Removing Digraphs

Document number:
Dxxxx
Date:
2026-05-10
Audience:
SG22
EWG
Project:
ISO/IEC 14882 Programming Languages — C++, ISO/IEC JTC1/SC22/WG21
Reply-to:
Matthias Wippich <[email protected]>

This paper proposes removal of digraphs from the C++ language.

Revision history

0.1. R0 May 2026

Original version of the paper.

1. Introduction

Digraphs are a complicated solution to a very old problem, that cause more problems than they solve in a modern environment.
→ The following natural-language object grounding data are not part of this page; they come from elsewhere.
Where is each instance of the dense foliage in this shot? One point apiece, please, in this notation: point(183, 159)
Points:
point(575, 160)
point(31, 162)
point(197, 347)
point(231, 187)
Digraphs also severely limit the design space of C++, although as we have seen with [P2996] we are already fine with special-casing our way out of this pickle.

This however introduces an interesting problem: If you need to use a source encoding that requires use of digraphs, you cannot use all of C++26

directly.

Since we are most likely going to continue seeing similar problems, this paper proposes to remove digraphs from the language entirely.

2. Design Space

As mentioned before, digraphs severely limit the design space of C++. This isn't an entirely new insight, in fact we've ran into issues because of digraphs already and will most likely continue to run into new issues because of digraphs.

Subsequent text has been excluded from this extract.